DeborahVance · 01/10/2022 10:51

Honestly, her taking your clothes out of your cupboard is a huge red flag without everything else going on.

I'm sorry OP, this must be really stressful for you. I think you do need to have a proper talk with her and be prepared to give notice if things don't improve

PhillySub · 01/10/2022 10:53

She is taking the micky but you should have laid down some ground rules from the start so this is partly on you.

SacredDeer · 01/10/2022 10:58

Blobblobblob · 01/10/2022 02:35

There's at least three separate issues here

  • disrespect of your space and belongings
  • extra guest overnight
  • guest hanging around in communal areas when his GF is not present

Actually the overnight would bother me the least, but it's your house. If it isn't working for you, talk to her.

It isn't about what some randoms on a forum think, it's your home.
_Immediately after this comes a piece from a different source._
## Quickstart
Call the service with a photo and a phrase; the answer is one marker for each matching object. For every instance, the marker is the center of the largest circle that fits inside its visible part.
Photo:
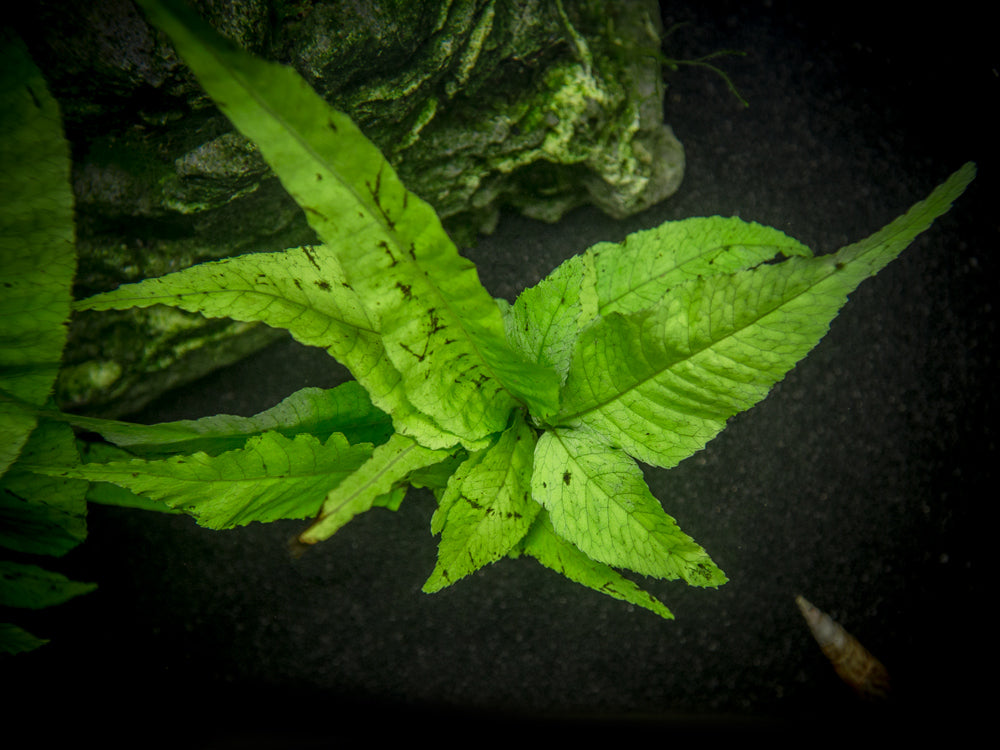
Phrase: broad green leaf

Set a boundary that you are comfortable with.

Maybe state two nights max per week and he is not to be left hanging around by himself in the house?

And don't give up your room again, ever. The disrespect for your stuff was so rude.

Agree with above,

Just to add:
To be honest if I was in this position, I wouldnt be happy at all with the situation. It may be worth you having a meeting with both lodgers (just the three of you) to plan a way forward as can't imagine the second lodger is all too thrilled neither. I assume lodgers were vetted? I wouldn't be happy some random coming in and out as they please. Also lodger has no right to root through your belongings.

TheYearOfSmallThings · 01/10/2022 10:58

You need to be much clearer from the start what is permitted in your home, and you need to have the confidence to stick to it - otherwise you aren't best suited to having lodgers.

I would tell this girl to start looking for a new place before she takes over completely.

Arbesque · 01/10/2022 11:01

I have some friends who have lodgers. While they might occasionally agree that a family member or partner travelling from abroad to visit can stay a couple of nights there is no way they would allow friends and partners to regularly stay over, and use the kitchen and bathroom.
This woman doesn't seem to understand the difference between lodging and house sharing. You need to speak to her and make the rules clear. If she doesn't like them she can move out.

And definitely in future have a written agreement in place so everyone knows where they stand.